Initiate a `SparkSession`. A `SparkSession` initializes both a `SparkContext` and a `SQLContext` to use RDD-based and DataFrame-based functionalities of Spark.

In [1]:
import pyspark as ps    # for the pyspark suite
import os               # for environ variables in Part 3

%load_ext autoreload
%autoreload 2

spark = ps.sql.SparkSession.builder \
            .appName("df lecture") \
            .getOrCreate()

# 1. Sentiment Analysis using Naive Bayes

Here we are going to create a text indexing pipeline for user reviews based on Spark ML library.

We propose to work on Amazon Reviews.
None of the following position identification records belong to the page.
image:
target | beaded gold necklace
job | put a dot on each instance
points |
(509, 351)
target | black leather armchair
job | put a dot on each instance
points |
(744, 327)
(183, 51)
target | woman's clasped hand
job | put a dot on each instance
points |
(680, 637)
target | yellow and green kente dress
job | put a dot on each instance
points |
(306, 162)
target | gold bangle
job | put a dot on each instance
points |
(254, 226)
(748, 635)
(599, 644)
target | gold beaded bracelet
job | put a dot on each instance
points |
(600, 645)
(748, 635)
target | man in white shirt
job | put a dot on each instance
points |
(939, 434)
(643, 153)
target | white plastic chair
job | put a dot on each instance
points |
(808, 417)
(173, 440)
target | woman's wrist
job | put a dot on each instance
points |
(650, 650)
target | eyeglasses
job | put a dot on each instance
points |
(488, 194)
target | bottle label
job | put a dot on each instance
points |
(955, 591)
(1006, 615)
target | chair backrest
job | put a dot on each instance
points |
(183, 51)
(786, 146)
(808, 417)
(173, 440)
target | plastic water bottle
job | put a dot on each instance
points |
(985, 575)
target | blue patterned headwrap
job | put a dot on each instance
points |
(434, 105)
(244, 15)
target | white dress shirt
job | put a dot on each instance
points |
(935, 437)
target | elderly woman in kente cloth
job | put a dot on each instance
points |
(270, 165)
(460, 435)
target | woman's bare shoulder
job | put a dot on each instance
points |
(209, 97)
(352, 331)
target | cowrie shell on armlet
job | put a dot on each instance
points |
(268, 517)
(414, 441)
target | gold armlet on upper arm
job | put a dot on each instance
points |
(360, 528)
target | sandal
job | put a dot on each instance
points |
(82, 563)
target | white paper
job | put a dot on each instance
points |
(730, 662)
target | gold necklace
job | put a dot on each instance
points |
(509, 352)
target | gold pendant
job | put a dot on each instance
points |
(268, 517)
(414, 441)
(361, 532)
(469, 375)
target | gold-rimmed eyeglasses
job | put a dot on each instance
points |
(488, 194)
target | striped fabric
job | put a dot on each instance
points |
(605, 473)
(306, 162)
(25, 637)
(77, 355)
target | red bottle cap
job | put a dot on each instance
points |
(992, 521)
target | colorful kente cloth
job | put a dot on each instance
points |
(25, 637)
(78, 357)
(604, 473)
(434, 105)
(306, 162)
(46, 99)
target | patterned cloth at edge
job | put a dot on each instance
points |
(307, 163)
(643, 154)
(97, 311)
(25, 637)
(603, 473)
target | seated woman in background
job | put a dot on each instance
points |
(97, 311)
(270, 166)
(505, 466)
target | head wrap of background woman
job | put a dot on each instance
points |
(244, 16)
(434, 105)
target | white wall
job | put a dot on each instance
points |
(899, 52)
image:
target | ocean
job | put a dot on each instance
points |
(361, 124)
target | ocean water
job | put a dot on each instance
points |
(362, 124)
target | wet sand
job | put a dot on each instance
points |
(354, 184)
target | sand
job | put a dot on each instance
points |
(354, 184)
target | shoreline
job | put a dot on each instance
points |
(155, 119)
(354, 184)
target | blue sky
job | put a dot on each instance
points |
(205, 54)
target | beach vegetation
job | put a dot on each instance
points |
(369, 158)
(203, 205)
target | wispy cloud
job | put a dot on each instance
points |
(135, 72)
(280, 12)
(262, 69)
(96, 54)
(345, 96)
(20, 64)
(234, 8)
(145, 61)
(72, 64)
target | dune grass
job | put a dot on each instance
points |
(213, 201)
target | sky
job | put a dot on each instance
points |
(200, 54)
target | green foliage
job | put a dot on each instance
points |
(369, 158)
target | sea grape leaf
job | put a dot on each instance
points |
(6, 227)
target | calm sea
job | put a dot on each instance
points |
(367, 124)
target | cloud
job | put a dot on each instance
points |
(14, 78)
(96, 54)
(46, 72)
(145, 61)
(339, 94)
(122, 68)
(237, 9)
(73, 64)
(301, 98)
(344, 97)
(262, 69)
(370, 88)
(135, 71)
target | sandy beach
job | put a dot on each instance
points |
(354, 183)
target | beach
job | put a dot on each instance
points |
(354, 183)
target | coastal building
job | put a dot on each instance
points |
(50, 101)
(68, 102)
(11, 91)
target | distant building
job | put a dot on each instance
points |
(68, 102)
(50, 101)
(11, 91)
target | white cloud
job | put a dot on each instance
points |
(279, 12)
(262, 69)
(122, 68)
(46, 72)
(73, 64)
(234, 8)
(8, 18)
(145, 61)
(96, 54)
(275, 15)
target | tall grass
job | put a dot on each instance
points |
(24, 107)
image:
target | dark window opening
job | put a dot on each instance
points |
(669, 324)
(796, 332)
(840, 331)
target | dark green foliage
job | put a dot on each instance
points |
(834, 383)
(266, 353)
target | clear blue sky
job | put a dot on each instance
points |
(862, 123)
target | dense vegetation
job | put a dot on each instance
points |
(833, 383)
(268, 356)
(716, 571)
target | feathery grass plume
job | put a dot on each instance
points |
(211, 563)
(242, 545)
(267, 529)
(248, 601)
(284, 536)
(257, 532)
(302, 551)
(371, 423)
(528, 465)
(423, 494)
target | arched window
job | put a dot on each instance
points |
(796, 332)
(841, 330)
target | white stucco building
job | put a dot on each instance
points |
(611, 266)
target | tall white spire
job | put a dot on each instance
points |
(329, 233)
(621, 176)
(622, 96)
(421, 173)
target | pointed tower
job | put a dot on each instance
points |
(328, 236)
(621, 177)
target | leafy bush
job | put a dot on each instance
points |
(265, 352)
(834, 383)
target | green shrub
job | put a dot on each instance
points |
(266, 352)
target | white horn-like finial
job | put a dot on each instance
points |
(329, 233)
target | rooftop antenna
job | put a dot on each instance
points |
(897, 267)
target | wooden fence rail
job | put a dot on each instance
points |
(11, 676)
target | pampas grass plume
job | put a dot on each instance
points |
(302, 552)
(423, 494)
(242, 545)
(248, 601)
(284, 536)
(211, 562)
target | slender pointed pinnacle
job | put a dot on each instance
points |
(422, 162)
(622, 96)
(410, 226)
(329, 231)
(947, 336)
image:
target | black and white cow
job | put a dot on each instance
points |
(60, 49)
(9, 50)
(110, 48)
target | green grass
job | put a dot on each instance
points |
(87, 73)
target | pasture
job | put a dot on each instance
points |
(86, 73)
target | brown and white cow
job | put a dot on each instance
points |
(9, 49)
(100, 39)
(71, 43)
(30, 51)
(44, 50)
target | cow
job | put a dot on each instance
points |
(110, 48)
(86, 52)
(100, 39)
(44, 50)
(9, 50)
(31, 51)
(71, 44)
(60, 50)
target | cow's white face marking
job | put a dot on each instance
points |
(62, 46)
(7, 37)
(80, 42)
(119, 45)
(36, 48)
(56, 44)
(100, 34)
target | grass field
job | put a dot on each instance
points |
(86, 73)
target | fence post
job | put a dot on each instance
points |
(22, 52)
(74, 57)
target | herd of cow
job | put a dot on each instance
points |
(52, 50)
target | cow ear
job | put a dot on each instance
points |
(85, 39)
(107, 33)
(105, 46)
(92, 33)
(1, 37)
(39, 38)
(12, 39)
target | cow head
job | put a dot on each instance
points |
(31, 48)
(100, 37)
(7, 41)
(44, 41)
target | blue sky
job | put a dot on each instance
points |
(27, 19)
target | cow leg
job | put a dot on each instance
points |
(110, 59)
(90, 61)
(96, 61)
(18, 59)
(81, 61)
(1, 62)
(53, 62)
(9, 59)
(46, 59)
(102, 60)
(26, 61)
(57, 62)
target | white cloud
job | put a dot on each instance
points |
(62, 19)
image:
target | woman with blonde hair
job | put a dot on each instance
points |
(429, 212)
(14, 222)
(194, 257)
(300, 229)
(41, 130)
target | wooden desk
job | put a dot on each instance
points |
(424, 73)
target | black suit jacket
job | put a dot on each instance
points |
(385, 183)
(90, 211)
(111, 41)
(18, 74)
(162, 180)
These reviews, made available by \[[Julian McAuley, UCSD](http://jmcauley.ucsd.edu/data/amazon/)\], are raw qualitative (text) and quantitative (rating) evaluations of products by users. We propose to use ML+NLP on positive/negative reviews to see what words carry out a positive/negative meaning for users.

Here is the plan:

1.1. We will load Amazon Reviews from json into a dataframe.

1.2. We will create a `label` (positive/negative) for each review and a dataset for ML.

1.3. We will create `features` from a the text indexing pipeline using a TF-IDF approach.

1.4. We will use Machine Learning (NaiveBayes classifier) to classify positive/negative reviews.

1.5. We will interpret this classification in terms of positive/negative terms.

We recommend you to work from a notebook using our previous instructions.

## 1.1. Load an Amazon Reviews json file

First, we will work on a local json datafile which contains a limited subset of the [Amazon Reviews](http://jmcauley.ucsd.edu/data/amazon/).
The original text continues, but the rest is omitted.